The Canucks, to my eye, could gain a real advantage if they did their best to stick with Eddie Lack, Jacob Markstrom, Joacim Eriksson and the occasional sellsword rather than look to the market to upgrade their goaltender. I feel there’s some real cause-and-effect when people look to great teams and point out that the team has a great goaltender. You’re not going to win a Cup if all you have is a great goaltender, and you’re making it difficult on yourself to put a great team on the ice if you’re using up nearly 10% of your salary space on a goaltender.

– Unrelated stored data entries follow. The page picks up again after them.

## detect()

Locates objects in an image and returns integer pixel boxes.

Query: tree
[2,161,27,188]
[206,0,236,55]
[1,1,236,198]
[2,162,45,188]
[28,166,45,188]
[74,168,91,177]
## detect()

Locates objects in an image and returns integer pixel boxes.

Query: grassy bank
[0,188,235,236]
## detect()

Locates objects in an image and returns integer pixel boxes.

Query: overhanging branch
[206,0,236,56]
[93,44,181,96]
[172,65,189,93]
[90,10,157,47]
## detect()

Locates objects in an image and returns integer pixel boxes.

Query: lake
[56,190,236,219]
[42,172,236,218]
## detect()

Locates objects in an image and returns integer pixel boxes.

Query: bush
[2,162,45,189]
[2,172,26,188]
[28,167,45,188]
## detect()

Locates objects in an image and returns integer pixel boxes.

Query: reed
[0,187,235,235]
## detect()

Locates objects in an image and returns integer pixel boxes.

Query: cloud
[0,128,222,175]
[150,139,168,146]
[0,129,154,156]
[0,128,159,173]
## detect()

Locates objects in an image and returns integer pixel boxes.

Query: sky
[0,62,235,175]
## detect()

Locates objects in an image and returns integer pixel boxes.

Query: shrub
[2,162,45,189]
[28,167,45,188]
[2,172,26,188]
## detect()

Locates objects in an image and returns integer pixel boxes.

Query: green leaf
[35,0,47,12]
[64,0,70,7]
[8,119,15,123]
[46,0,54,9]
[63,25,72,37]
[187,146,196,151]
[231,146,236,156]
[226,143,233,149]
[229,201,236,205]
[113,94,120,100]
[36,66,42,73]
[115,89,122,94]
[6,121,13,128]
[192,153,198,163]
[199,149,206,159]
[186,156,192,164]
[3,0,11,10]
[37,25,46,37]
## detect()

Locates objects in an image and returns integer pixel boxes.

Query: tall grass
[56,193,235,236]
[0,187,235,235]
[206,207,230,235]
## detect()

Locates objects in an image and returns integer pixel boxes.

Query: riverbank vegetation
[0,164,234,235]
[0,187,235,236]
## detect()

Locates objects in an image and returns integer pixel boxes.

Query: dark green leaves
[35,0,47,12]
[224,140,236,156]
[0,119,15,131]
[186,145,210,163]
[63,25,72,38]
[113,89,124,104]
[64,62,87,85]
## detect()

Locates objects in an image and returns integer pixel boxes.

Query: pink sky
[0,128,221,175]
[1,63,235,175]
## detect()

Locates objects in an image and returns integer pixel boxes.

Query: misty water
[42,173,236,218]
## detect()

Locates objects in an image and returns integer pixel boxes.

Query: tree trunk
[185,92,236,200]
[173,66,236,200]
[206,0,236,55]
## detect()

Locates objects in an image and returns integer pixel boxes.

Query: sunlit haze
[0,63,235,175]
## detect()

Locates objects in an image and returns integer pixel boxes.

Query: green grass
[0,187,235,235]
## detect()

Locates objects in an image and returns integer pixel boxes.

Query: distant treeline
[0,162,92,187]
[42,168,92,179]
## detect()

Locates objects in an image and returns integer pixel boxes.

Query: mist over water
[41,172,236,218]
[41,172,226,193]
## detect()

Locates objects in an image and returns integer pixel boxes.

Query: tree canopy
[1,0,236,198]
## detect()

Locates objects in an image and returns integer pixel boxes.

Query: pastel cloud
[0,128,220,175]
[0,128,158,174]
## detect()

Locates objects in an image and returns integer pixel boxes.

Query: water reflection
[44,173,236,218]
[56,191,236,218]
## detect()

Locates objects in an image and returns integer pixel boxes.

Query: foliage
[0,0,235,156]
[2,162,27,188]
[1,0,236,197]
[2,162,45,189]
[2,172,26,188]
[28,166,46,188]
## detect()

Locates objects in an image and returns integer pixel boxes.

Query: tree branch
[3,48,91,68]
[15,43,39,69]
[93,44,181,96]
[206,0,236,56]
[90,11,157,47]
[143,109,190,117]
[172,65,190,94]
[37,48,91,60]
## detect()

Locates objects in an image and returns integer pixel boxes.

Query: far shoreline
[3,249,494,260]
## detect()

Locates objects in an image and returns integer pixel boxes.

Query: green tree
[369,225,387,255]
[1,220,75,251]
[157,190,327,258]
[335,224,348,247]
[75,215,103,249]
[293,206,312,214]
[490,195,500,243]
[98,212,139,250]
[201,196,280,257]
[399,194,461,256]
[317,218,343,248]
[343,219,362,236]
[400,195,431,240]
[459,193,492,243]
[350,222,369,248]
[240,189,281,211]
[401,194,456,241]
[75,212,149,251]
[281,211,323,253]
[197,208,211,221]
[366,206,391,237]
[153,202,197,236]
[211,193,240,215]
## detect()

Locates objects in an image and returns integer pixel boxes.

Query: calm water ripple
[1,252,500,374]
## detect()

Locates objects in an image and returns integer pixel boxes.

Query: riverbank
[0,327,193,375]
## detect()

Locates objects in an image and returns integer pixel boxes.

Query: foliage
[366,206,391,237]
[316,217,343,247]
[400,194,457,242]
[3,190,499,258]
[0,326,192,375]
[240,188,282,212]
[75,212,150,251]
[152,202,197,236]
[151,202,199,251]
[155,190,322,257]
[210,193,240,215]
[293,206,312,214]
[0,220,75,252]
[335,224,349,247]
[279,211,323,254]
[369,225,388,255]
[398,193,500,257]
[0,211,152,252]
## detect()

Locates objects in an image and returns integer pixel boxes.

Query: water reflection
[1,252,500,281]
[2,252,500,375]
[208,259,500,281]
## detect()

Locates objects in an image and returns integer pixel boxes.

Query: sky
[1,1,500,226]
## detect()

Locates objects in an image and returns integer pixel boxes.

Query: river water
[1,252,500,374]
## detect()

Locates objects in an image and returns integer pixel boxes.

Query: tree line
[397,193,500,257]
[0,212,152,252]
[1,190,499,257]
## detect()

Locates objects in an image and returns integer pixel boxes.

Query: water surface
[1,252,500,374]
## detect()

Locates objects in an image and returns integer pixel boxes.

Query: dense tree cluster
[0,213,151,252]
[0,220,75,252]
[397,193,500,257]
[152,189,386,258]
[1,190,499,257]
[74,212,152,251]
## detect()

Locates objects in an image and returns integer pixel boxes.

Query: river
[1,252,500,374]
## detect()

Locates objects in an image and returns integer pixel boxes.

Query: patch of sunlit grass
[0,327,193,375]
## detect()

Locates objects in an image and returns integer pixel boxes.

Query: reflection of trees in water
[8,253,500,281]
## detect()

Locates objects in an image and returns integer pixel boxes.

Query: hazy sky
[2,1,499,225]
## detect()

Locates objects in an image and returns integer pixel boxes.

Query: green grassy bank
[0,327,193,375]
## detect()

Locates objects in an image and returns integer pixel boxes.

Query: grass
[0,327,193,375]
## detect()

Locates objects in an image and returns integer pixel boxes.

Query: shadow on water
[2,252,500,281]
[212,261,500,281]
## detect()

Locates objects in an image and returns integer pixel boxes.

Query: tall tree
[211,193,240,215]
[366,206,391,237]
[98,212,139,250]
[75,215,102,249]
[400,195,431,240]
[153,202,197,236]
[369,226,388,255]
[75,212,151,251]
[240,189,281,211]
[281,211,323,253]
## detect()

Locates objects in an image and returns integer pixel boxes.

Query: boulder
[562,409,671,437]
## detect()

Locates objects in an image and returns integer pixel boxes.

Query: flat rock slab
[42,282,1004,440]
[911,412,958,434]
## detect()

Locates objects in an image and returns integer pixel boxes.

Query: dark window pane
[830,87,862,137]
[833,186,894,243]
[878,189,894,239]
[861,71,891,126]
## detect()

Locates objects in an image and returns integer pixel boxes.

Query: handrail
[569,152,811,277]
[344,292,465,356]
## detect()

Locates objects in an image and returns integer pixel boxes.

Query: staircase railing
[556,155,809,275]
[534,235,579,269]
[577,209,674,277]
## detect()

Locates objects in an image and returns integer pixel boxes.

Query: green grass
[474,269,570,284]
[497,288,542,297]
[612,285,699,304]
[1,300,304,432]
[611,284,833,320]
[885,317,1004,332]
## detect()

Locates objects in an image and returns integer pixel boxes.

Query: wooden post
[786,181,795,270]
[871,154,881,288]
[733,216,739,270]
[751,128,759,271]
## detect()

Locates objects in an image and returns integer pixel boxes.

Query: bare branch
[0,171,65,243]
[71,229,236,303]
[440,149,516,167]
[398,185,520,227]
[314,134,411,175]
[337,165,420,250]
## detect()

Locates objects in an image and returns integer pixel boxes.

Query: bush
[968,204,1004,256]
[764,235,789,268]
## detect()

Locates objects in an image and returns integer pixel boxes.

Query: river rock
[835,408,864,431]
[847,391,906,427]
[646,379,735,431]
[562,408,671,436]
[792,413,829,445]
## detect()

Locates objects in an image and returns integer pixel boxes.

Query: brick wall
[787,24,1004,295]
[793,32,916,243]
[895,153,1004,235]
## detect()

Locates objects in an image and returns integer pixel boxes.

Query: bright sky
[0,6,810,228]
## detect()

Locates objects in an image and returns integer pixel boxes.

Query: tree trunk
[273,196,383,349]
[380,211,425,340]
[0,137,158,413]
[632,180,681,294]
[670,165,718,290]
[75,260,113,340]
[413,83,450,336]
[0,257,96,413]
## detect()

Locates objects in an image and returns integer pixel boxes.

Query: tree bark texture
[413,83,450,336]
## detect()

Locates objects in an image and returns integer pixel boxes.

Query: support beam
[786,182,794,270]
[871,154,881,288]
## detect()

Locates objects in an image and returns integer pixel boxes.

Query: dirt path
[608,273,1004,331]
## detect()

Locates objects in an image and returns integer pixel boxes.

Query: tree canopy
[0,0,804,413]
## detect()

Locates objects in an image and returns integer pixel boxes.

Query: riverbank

And then, when your fate rests on the success of a player like Price or Lundqvist, and said player gets hurt, then you’re up the creek without a paddle, and need to bank on your backup having one of the best stretches of his career to pull it off.
I’m not counting out Peter Budaj and the Habs, but the smart money was on the Rangers before this series started. With Lundqvist’s extension kicking in next year, I wonder if this is the last best chance they have to win a Cup with a roster of skaters this good.